ただただ孤独だった。人との繋がりを求めた。誰もいなかった。寝つきの悪い日が続いた。それでも出勤した。これが社会人か。そう感じながら。職場では毒を吐かれた。自分の不出来に憤りを覚えた。そんな日々だった。
遂に眠れなくなった。脳裏によぎる日々の業務。眠れないことへの苛立ち。朝起きられなくなるのではという恐怖。次の日の同僚に向ける顔を考えた。今日したミスがいくつだったろうか。考えることを止められなくなった。いつの間にか朝を迎え、重たい体を起こして出勤する。
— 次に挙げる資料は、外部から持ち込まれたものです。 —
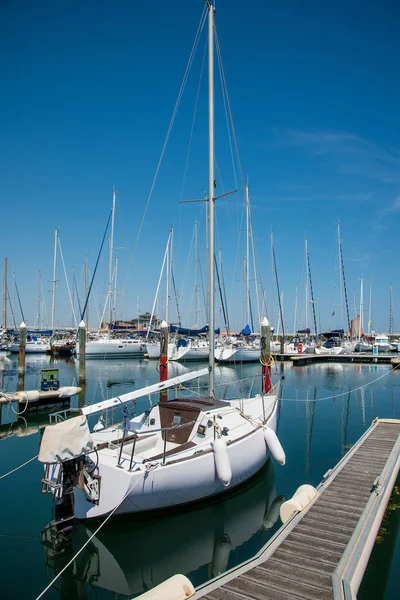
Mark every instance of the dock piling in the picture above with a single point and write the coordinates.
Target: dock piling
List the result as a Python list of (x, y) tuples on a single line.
[(21, 356)]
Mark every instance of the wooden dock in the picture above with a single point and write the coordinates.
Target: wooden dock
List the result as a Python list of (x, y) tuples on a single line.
[(300, 360), (322, 552)]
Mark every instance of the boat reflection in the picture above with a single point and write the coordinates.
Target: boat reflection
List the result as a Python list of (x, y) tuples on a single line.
[(131, 555)]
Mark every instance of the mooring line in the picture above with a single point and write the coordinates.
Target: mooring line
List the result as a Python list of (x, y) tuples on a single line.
[(87, 542), (20, 467)]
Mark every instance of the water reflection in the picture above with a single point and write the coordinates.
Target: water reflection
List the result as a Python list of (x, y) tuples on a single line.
[(132, 555)]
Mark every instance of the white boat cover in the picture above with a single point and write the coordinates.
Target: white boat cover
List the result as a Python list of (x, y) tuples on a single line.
[(65, 440)]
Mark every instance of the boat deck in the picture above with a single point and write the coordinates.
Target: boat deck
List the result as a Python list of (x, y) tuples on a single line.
[(322, 552)]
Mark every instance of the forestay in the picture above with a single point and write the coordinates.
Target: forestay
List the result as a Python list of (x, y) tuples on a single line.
[(150, 389)]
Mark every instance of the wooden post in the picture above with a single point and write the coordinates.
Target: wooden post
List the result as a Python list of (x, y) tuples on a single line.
[(163, 360), (266, 355), (21, 356)]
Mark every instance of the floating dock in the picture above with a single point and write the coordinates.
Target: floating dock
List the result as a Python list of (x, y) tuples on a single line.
[(321, 553), (300, 360)]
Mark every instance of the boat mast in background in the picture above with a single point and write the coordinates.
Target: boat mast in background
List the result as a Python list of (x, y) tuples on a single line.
[(5, 293), (342, 283), (370, 306), (53, 295), (211, 184), (111, 258)]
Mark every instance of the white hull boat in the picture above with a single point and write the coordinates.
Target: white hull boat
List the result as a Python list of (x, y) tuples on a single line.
[(192, 351), (31, 347), (237, 354), (153, 350), (181, 452), (212, 531), (178, 452), (334, 350), (113, 348)]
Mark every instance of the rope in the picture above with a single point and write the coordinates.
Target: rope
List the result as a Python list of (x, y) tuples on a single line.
[(20, 467), (361, 387), (88, 541)]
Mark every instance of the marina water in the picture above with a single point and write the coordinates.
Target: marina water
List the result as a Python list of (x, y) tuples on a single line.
[(323, 410)]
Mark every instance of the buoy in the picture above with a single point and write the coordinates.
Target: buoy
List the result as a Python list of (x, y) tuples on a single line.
[(177, 587), (301, 498), (274, 445), (222, 551), (222, 463)]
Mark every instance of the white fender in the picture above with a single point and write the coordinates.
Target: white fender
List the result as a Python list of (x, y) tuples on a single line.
[(222, 463), (272, 514), (274, 445), (221, 555), (177, 587), (301, 499)]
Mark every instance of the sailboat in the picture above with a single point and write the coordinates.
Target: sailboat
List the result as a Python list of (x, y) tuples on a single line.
[(178, 452), (103, 345)]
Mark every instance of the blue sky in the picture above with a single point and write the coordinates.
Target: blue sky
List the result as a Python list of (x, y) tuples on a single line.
[(88, 90)]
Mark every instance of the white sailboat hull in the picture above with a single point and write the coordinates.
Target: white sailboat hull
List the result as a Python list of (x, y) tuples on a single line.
[(190, 353), (183, 479), (232, 354), (30, 348), (113, 348)]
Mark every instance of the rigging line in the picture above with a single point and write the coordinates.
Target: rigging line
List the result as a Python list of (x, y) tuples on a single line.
[(89, 540), (20, 467), (345, 288), (76, 291), (311, 290), (229, 105), (361, 387), (95, 268), (12, 309), (176, 298), (224, 100), (277, 287), (193, 121), (19, 301), (171, 124), (221, 296), (66, 280)]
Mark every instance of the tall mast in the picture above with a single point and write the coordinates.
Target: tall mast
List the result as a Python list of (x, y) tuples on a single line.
[(340, 276), (85, 272), (115, 289), (111, 260), (307, 284), (5, 293), (247, 258), (211, 194), (40, 300), (370, 306), (196, 298), (311, 289), (53, 295), (361, 306)]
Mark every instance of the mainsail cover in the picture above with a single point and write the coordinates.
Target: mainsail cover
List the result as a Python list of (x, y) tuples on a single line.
[(65, 440)]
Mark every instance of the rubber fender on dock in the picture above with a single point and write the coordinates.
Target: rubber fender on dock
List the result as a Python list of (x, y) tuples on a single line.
[(301, 498), (222, 462), (177, 587)]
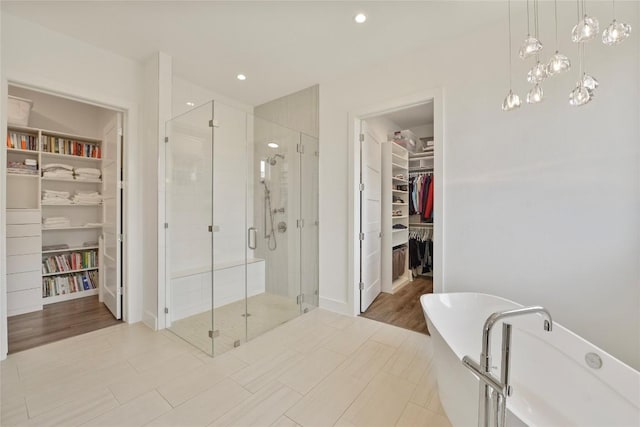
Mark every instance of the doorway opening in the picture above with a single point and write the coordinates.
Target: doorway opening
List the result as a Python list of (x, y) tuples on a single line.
[(399, 202), (64, 209)]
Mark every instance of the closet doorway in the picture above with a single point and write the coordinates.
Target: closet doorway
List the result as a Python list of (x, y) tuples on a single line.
[(399, 202), (64, 210)]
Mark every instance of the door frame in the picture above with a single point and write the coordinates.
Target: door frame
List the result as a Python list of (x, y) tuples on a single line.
[(434, 95), (132, 297)]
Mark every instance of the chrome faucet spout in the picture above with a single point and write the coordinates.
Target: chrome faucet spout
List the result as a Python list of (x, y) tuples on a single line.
[(495, 317), (490, 385)]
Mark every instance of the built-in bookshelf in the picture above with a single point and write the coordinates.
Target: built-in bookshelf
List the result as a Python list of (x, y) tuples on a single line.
[(69, 268), (69, 262)]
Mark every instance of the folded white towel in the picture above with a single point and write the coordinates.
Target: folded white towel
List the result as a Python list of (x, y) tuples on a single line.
[(57, 166), (88, 172)]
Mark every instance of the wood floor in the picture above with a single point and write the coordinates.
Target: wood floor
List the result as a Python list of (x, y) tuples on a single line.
[(403, 308), (58, 321)]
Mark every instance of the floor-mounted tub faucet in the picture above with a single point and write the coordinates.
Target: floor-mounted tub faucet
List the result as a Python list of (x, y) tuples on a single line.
[(493, 391)]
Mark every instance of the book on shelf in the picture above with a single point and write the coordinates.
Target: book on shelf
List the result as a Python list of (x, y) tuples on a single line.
[(55, 145), (70, 283), (70, 262), (22, 141), (22, 168)]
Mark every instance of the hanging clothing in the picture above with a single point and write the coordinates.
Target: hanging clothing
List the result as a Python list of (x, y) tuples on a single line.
[(428, 212)]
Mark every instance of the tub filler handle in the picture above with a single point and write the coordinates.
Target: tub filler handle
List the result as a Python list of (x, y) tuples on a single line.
[(492, 409)]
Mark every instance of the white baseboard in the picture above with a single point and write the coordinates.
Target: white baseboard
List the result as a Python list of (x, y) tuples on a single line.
[(336, 306), (150, 319)]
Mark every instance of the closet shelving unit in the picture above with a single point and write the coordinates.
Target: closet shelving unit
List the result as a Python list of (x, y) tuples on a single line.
[(395, 210), (24, 193), (421, 162)]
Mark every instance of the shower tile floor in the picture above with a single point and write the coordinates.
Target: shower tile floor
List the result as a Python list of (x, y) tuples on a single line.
[(266, 311), (320, 369)]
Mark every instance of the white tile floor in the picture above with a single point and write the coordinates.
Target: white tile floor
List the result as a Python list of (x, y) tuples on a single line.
[(320, 369)]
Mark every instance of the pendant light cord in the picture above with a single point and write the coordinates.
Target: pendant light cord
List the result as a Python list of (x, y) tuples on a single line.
[(509, 19), (535, 26), (613, 4), (528, 21), (555, 13)]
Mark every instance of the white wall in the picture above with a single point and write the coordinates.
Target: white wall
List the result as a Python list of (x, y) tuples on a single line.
[(84, 72), (542, 204), (60, 114), (3, 192)]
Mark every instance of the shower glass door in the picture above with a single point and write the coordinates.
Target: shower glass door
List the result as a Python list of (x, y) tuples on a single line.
[(242, 226), (188, 213), (230, 229), (274, 258)]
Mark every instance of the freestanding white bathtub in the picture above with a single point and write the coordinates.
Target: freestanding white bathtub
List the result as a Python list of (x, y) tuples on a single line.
[(553, 385)]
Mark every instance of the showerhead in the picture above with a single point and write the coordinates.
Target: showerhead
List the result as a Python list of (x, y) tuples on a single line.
[(273, 159)]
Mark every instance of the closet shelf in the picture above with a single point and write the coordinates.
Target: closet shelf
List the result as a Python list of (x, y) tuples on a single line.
[(70, 296), (21, 175), (58, 273), (20, 150), (78, 248), (70, 205), (79, 227), (70, 156), (83, 181)]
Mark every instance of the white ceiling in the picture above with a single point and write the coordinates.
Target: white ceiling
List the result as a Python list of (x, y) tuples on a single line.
[(282, 47), (418, 115)]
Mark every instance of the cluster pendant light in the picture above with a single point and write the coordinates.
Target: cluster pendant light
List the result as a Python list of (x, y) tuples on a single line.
[(512, 100), (585, 30)]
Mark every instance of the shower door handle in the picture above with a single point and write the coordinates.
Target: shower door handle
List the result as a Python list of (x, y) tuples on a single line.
[(251, 238)]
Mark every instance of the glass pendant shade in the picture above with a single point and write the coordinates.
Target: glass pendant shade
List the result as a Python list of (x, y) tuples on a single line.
[(558, 63), (535, 95), (616, 33), (511, 101), (530, 46), (580, 95), (585, 30), (589, 82), (537, 74)]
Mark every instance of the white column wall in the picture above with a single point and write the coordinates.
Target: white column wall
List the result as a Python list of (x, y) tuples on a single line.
[(542, 205)]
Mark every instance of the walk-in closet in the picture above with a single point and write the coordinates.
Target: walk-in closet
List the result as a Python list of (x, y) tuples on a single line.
[(63, 210), (397, 194)]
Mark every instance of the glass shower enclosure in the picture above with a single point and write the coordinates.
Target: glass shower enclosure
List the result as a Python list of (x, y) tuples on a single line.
[(241, 206)]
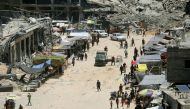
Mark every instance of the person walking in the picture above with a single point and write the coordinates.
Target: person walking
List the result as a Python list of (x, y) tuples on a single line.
[(126, 45), (97, 41), (143, 42), (128, 33), (122, 101), (113, 60), (20, 107), (106, 48), (132, 42), (82, 56), (86, 56), (120, 89), (121, 69), (126, 53), (117, 102), (111, 104), (128, 101), (121, 44), (87, 46), (98, 84), (73, 61), (29, 99), (144, 33)]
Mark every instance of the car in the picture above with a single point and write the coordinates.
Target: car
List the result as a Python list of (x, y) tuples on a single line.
[(118, 37), (101, 58), (102, 33)]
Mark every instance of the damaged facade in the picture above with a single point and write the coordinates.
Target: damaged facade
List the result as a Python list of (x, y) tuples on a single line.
[(56, 9), (22, 37)]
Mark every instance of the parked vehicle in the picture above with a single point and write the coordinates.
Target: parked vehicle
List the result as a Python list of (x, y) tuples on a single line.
[(102, 33), (118, 37), (101, 58)]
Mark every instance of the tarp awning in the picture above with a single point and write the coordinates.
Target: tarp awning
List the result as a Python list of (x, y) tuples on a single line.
[(90, 22), (153, 80), (183, 88), (29, 70), (38, 66), (150, 58)]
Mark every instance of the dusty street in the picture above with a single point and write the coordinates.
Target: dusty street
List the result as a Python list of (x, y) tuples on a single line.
[(76, 89)]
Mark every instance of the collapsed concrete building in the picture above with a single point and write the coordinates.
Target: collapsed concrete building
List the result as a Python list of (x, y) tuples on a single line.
[(22, 37), (56, 9)]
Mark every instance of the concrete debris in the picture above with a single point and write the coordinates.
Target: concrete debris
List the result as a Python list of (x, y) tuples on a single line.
[(159, 13)]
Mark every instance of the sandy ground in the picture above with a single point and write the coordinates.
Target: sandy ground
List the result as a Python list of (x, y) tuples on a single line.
[(76, 89)]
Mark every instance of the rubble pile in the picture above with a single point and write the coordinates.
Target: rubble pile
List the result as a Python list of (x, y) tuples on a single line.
[(159, 13)]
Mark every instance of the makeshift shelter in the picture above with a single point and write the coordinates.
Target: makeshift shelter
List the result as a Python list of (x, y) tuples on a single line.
[(142, 68), (55, 60), (150, 60), (79, 35), (153, 80), (90, 22), (58, 62)]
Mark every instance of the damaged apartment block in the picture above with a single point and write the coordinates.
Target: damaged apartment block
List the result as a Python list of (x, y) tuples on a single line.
[(56, 9), (22, 37)]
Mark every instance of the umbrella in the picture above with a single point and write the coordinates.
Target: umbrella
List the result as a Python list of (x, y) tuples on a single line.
[(146, 92)]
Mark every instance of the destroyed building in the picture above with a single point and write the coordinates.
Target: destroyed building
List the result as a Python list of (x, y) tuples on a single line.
[(179, 60), (56, 9), (22, 37)]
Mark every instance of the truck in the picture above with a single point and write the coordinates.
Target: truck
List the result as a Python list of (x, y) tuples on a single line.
[(101, 58)]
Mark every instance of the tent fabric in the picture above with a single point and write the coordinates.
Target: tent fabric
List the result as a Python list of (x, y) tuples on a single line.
[(27, 69), (80, 35), (183, 88), (48, 62), (38, 66), (31, 70), (150, 58), (142, 68), (90, 22), (153, 80), (57, 54), (156, 107)]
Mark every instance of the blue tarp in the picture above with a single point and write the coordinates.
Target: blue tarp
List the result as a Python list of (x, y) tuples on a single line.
[(38, 66), (149, 58), (183, 88)]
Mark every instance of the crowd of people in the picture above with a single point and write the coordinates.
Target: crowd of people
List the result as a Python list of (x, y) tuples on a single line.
[(128, 91)]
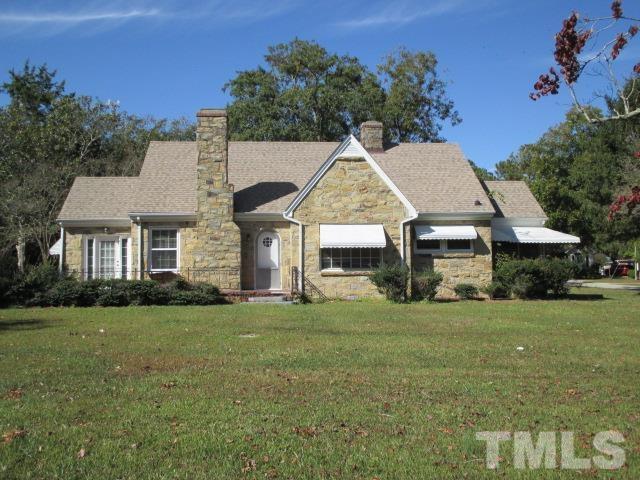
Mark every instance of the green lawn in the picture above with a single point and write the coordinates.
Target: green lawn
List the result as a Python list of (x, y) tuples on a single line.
[(344, 390)]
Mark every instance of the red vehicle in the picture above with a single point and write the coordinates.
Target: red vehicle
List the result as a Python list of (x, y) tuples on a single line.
[(618, 268)]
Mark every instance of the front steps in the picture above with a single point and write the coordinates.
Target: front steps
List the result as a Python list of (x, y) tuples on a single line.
[(258, 296)]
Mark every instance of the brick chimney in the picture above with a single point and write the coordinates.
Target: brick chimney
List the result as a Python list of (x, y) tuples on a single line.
[(215, 246), (371, 136)]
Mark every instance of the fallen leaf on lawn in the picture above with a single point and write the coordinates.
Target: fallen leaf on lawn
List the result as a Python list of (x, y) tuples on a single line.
[(10, 436), (306, 431), (14, 394)]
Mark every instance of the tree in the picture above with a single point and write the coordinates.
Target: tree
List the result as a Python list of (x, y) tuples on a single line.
[(585, 46), (416, 103), (308, 94), (575, 171), (305, 94), (47, 138)]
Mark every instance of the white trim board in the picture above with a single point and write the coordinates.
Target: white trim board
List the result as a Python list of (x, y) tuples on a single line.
[(349, 148)]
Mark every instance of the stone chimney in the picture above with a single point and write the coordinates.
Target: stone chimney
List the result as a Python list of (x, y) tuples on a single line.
[(211, 134), (215, 243), (371, 136)]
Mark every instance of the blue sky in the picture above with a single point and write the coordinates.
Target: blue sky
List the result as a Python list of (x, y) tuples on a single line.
[(168, 58)]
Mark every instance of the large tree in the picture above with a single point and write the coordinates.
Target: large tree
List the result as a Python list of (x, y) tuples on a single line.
[(47, 138), (306, 93), (575, 170)]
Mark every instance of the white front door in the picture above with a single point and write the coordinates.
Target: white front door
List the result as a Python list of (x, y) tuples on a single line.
[(268, 262), (108, 259)]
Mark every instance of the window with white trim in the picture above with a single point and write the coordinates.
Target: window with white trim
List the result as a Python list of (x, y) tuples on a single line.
[(350, 258), (107, 256), (443, 246), (163, 249)]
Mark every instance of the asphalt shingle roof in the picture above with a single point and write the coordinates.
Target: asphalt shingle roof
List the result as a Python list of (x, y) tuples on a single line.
[(435, 178), (514, 199)]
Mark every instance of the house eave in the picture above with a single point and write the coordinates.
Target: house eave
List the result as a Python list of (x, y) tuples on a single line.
[(258, 217), (94, 222), (455, 216), (163, 216)]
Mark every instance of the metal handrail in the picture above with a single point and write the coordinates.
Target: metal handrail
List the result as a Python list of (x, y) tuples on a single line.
[(296, 276)]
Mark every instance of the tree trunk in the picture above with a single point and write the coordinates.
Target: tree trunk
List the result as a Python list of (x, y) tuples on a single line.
[(20, 248)]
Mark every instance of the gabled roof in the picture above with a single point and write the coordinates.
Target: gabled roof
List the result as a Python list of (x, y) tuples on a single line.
[(267, 176), (513, 199), (99, 198), (350, 147)]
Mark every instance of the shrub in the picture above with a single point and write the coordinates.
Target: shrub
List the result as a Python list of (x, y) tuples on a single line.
[(35, 282), (392, 281), (495, 290), (524, 286), (466, 291), (113, 293), (65, 293), (147, 292), (426, 284), (557, 273), (534, 278)]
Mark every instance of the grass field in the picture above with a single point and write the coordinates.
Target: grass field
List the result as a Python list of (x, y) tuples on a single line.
[(345, 390)]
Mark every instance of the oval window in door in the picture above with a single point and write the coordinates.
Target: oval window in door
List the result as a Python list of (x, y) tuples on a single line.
[(268, 261)]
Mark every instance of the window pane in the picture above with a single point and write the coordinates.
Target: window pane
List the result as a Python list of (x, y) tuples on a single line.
[(458, 244), (164, 260), (124, 256), (106, 259), (376, 254), (90, 258), (164, 239), (428, 244), (326, 258)]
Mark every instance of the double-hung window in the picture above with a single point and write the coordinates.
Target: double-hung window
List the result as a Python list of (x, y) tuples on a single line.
[(443, 246), (350, 258), (163, 249), (107, 257)]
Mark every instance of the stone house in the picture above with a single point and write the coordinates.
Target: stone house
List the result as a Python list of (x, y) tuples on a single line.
[(282, 216)]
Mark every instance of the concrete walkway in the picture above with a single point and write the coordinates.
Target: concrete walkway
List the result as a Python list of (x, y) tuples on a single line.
[(608, 286)]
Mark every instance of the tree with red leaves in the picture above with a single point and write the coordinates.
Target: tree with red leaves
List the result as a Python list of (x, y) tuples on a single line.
[(582, 47)]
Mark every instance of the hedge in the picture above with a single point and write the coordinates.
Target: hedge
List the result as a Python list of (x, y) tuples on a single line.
[(42, 286)]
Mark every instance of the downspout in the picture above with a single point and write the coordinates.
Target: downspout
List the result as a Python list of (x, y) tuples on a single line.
[(140, 264), (62, 250), (300, 250), (410, 218)]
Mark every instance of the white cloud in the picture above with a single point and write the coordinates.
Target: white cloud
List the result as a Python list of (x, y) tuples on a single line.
[(74, 18), (95, 17), (402, 12)]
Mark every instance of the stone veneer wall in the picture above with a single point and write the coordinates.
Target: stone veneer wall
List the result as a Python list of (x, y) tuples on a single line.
[(288, 235), (475, 268), (351, 192)]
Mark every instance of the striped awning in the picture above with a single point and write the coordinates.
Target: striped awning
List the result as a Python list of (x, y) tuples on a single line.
[(352, 236), (531, 235), (446, 232)]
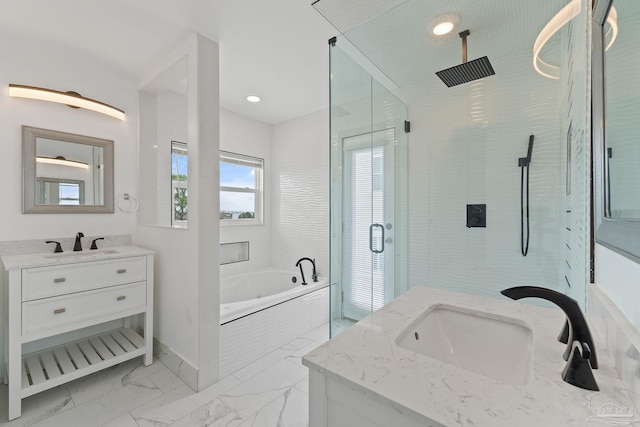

何日そんな日々を過ごしたんだろうか。
日が昇り、明るくなるのをみながら、朝が来なければいいのにと思う。支度をして家を出ようとベッドから降りようとする。床に滴が落ちた。汗かと思った。まだそんなに熱くはない。どこから落ちたのかわからなかった。鼻水かと思い、鼻に手をやる。何気なく触れた顔は濡れていた。手で顔を拭う。涙だった。僕は泣いていた。限界だ。
人生で初めて精神科を受診した。「適応障害」僕の体に病名がついた。仕事は休職。収入源のない僕の暮らしは日に日に見窄らしくなった。一人部屋で泣き崩れる日々、眠れない夜、部屋に引きこもり、陽の光を浴びずに過ごす日が増えた。
そんな僕の元に一本の電話。母からだった。苦しい声は出せない。咄嗟にそう思い、明るく振る舞った。だけど、母の声は暗かった。
「チャロが死んだ」
その日はひとしきり泣いた後だった。それでも涙は枯れていなかった。電話を切るまでは、暗い声を出す母がもう泣かないように、気丈に振る舞った。母の声が消え、静かになった部屋。床に仰向けになった僕の眼から大粒の涙がこぼれ出した。声を上げて泣いた。チャロにどうして会いに行かなかったんだろう。ただそう思った。寂しかったろう、苦しかったろう。苦しかったのは、僕だけじゃなかったんだ。チャロも苦しかったんだ。どうしてそばにいなかったんだ。後悔が大波のように押し寄せてきた。膨れ上がる後悔と無力さに押し潰されそうになった。
チャロ 2022/04/20 11歳
「ありがとう」
最後にそう言ってあげたかった。もう一度あの鳴き声が聞けるならと願った。チャロ、君と話せたら、いろんな話をしたかった。君の声を聴いてみたかった。